Débute alors la seconde vie de Bensaïd. En philosophe, à corps perdu, il revisite Marx. Pour condamner toute vision linéaire de l’Histoire, et penser la multiplicité des temps historiques. Pour refuser, aussi, l’idée de « lois de l’histoire », mais s’enchanter du présent qui « à lui seul, commande le faisceau des peut-être » (La Discordance des temps, 1995), et peut-être alors la révolution. Cet éloge du présent, cette modestie neuve devant « l’insaisissable vérité historique » (Jeanne, de guerre lasse), conjuguée à l’espérance messianique de « bifurcations » historiques radicales, offrait à Bensaïd, défait mais refait, et sans avenir autre que le présent, d’unifier ses engagements épars, de les fonder et de les légitimer dans leur existence conjointe, tous ensemble et par leur ensemble même. Il lançait de la sorte un Pari mélancolique (1997), où une « politique des métamorphoses » autorise les « métamorphoses de la politique » et un nouvel esprit du communisme (Le Sourire du spectre, 2000). Bensaïd conservait une magistrature d’influence sur la LCR Et voici que le dirigeant rigide d’hier, après 1995, ouvre des cadres de débats avec les traditions non trotskistes de la gauche radicale (Société pour la Résistance à l’Air du Temps, revue Contretemps, Société Louise Michel) ; et promeut finalement le dépassement de la LCR en Nouveau Parti anticapitaliste.

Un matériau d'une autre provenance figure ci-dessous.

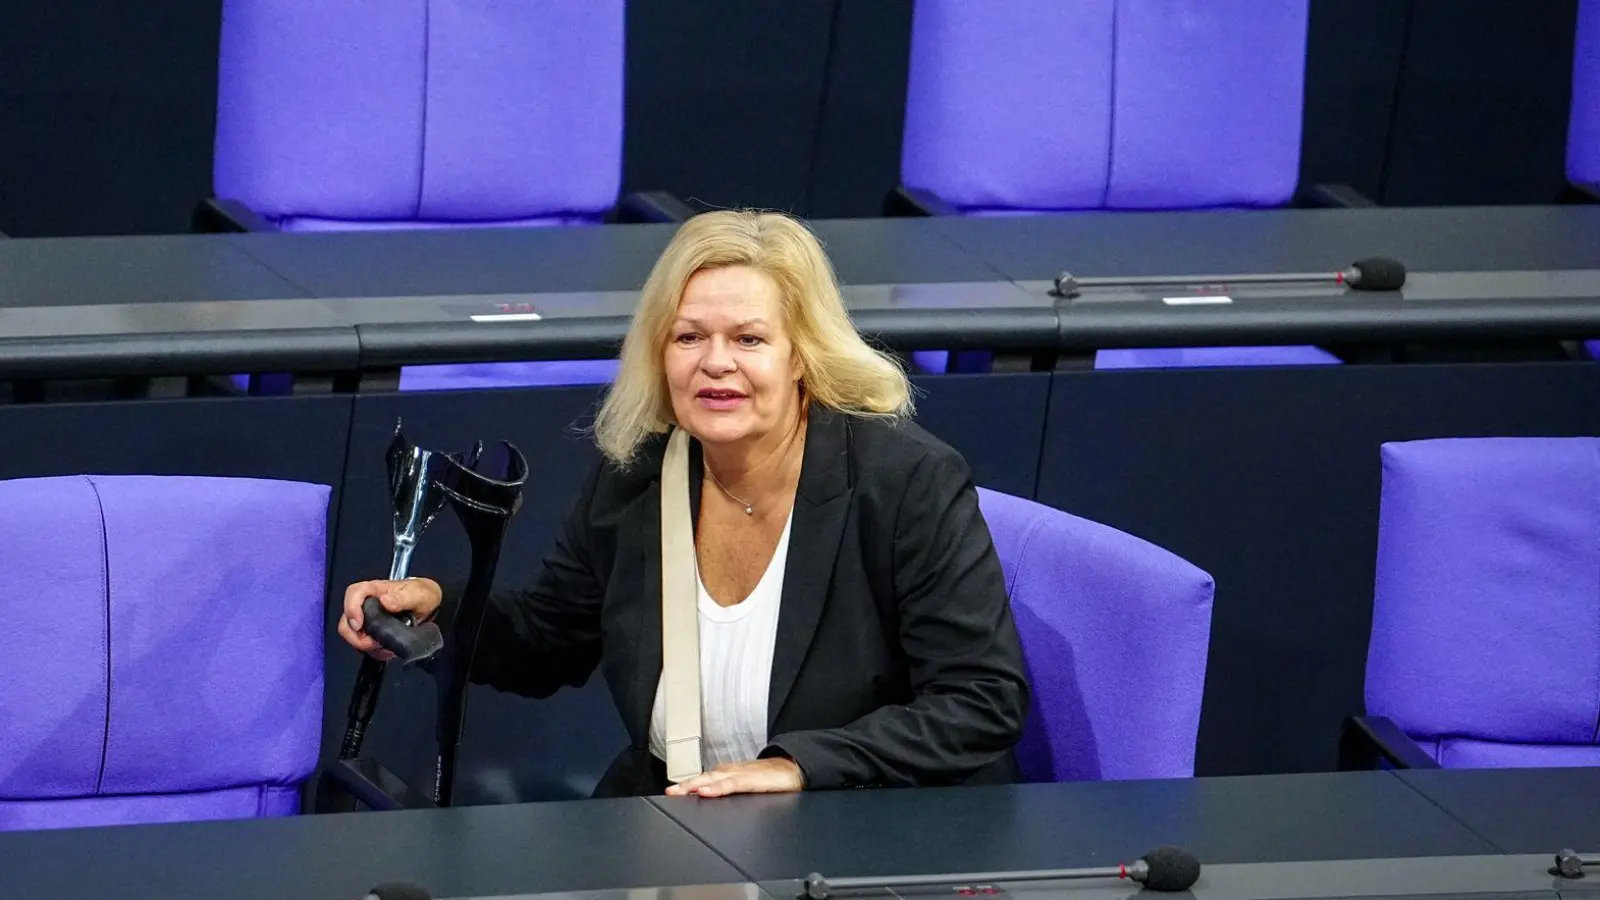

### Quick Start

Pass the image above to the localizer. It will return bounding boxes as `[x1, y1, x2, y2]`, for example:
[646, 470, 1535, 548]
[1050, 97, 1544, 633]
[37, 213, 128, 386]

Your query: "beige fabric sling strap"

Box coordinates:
[660, 427, 703, 782]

Un autre Bensaïd ne peut qu’être suggéré. Celui qui conclut Une lente impatience et jure, citant Breton, que « l’œil de la poésie voit […] plus loin que celui de la politique ». Qui l’a vu regarder sa femme Sophie, lors d’une dernière séance de la Société Louise Michel, sait (si l’on peut s’en approcher) l’indicible que la poésie exprime. La fidélité de Bensaïd, la joie qu’au plus mal, intimement, il donnait aux autres, sans cesse étaient des tendresses. Sa vie fut d’une élégance rare, d’une exigence peu commune. Une vie, politique, une vie poétique. Plusieurs vies.